Creio ser a primeira vez que me pergunto por que ela nunca disse ser ilustradora.

Nunca me disse – não por ora – se aquilo era uma reflexão linguística consciente ou o inconsciente com bina da falta de regulamentação da profissão.

(Ilustradores têm profissão regulamentada?)

O ponto: a designer era um desenho. Não sei como poderia ser outra coisa. São raros os casos de designers que são desenhos. Será bidirecional? Ou uni – são desenhos porque desenham ou desenham porque são desenhos? O que é afetado é o exterior ou o interior?

Talvez o inferior, porque batia o pé que era designer e você não. A bina da regulamentação profissional do designer de novo.

Supondo que não tenham regulamentação o ilustrador e o desenhista, por que teria o designer? Porque toda profissão deve ser regulamentada, claro, dá piso e prestígio.

Qual o limite do “regulamentar a criatividade”?

Às vezes, soa que a criatividade especializada é mais importante, tem mais destaque. É Designer de Interiores. É Desenhista Cadista. É Designer de Web. É Designer Gráfico. É Designer de Sobrancelhas – ah, não, este não pode, não é curso superior, não tem a formação necessária pra se auto intitular assim.

Designer é o título do doutor – com doutorado – em criatividade, então?
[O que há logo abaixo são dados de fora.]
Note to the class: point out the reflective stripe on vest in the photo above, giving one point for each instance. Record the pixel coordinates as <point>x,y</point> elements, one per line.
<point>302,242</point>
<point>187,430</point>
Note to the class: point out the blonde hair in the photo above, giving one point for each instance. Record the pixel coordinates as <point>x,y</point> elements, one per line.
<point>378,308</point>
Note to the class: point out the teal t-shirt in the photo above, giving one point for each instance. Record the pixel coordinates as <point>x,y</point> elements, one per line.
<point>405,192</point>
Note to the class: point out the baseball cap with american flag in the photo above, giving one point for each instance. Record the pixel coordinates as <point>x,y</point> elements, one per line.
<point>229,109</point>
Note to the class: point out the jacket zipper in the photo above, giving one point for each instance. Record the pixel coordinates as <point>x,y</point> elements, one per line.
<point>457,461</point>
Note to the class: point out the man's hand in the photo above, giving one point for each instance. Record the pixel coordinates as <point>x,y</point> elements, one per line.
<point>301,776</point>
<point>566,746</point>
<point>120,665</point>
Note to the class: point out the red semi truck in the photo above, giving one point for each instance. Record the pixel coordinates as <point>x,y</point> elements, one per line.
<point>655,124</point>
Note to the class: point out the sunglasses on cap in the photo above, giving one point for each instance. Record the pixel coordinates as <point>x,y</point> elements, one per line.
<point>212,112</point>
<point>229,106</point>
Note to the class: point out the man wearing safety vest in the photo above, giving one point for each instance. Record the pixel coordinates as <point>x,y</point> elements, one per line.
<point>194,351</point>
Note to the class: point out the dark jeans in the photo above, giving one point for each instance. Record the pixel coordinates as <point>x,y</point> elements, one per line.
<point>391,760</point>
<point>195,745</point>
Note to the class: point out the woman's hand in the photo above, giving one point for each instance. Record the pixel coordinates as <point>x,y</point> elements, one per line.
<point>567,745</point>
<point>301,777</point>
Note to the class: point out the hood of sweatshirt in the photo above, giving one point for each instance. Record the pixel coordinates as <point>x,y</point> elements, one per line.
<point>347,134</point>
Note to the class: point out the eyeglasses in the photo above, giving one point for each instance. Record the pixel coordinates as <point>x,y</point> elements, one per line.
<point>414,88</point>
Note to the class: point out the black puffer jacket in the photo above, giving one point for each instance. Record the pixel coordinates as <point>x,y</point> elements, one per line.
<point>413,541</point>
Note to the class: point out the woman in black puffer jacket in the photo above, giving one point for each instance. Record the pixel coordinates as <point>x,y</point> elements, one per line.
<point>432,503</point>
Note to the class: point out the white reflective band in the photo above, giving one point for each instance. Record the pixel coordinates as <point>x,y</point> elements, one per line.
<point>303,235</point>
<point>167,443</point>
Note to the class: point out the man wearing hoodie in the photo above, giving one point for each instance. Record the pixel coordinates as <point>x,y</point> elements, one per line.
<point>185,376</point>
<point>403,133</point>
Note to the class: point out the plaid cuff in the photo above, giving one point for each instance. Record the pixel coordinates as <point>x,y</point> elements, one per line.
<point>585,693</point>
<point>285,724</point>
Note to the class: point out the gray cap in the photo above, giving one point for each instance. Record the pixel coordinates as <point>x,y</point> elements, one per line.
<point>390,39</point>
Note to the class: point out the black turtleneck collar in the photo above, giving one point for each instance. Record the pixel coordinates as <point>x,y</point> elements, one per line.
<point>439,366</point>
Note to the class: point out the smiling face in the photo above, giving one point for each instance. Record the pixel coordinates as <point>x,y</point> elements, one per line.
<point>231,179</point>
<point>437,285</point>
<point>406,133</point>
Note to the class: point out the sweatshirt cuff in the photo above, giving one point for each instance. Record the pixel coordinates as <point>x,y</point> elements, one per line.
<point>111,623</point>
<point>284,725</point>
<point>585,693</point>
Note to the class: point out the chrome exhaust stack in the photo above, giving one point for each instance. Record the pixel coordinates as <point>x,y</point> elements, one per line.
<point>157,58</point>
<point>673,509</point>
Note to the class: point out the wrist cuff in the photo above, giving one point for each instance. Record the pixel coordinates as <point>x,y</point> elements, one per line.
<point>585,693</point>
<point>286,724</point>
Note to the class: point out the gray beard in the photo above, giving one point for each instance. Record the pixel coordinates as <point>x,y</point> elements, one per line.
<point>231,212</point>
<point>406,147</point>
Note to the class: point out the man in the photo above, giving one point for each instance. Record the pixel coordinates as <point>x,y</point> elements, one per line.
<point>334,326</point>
Leonardo da Vinci é outra vez um puta vanguardista porque foi um puta d’um designer quando o termo ainda não havia – ou será que desenhista, à época, valia?

Por mais que mereçam seu reconhecimento profissional – designers, ilustradores, desenhistas, principalmente os sem essa especificação boba, seja pré ou pós-posta – me coça é a superiorização da criatividade. Temo que no futuro os filhos do designer não possam, não se sintam no direito de se chamarem designers de giz de cera e lápis de cor – digo, desenhistas – por, aos duros seis anos e meio de vida, não terem ido à escola de gente mais alta por quatro.
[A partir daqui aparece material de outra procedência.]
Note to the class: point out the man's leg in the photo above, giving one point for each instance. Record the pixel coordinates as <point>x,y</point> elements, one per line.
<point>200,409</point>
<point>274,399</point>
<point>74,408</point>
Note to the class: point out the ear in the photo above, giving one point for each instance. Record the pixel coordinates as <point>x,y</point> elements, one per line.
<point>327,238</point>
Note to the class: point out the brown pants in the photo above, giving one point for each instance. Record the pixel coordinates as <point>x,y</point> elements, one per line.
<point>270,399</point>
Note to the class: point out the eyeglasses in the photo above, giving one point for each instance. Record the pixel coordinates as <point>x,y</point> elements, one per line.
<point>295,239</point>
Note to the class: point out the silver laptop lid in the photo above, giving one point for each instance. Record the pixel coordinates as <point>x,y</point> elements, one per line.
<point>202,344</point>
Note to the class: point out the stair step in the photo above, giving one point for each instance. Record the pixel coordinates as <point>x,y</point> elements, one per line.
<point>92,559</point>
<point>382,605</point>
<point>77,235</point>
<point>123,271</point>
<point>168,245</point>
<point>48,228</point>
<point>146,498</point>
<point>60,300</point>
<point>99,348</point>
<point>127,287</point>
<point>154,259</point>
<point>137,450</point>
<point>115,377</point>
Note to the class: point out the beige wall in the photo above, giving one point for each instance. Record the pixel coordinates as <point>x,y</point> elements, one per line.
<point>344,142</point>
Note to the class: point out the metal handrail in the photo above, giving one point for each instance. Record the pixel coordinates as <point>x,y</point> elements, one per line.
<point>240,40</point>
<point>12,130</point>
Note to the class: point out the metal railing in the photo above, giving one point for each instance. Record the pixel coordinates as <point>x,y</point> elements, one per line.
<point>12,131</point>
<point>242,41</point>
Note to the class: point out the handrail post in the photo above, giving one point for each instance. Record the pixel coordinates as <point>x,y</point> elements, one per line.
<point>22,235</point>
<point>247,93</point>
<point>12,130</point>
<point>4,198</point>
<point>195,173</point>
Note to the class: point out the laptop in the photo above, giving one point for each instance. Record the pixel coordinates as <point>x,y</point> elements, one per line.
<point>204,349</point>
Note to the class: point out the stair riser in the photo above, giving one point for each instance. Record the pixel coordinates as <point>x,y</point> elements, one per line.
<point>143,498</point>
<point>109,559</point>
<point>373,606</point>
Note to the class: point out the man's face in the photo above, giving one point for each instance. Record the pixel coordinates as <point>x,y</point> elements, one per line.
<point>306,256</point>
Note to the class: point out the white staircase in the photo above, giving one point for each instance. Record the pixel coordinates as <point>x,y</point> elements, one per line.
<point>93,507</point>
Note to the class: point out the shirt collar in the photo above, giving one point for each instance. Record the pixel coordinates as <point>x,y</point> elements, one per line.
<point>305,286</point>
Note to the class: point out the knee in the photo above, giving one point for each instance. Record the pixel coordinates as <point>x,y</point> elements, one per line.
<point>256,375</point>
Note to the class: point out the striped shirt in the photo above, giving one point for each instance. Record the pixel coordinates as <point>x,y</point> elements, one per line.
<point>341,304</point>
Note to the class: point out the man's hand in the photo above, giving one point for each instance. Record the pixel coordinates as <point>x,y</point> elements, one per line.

Por esses dias, uma professora (que se auto intitulava e era intitulada socialmente como designer gráfico) deu seu curso de extensão dando-me petelecos verbais com “o criativo isso”, “o criativo aquilo”.Sujeito, não adjetivo. Mudou a alma da palavra, pelo menos pra mim, que sofri as dores de não ser criativa quando, na parte prática do curso, me senti minimizada em relação aos colegas por não conseguir mexer no dito cujo do Corel Draw. Eu não era a criativa porque não dominava esse lápis novo.

Eles eram criativos. Eu não podia mais me chamar assim. E olha que usava retângulos vermelhos nos olhos há menos de dois meses.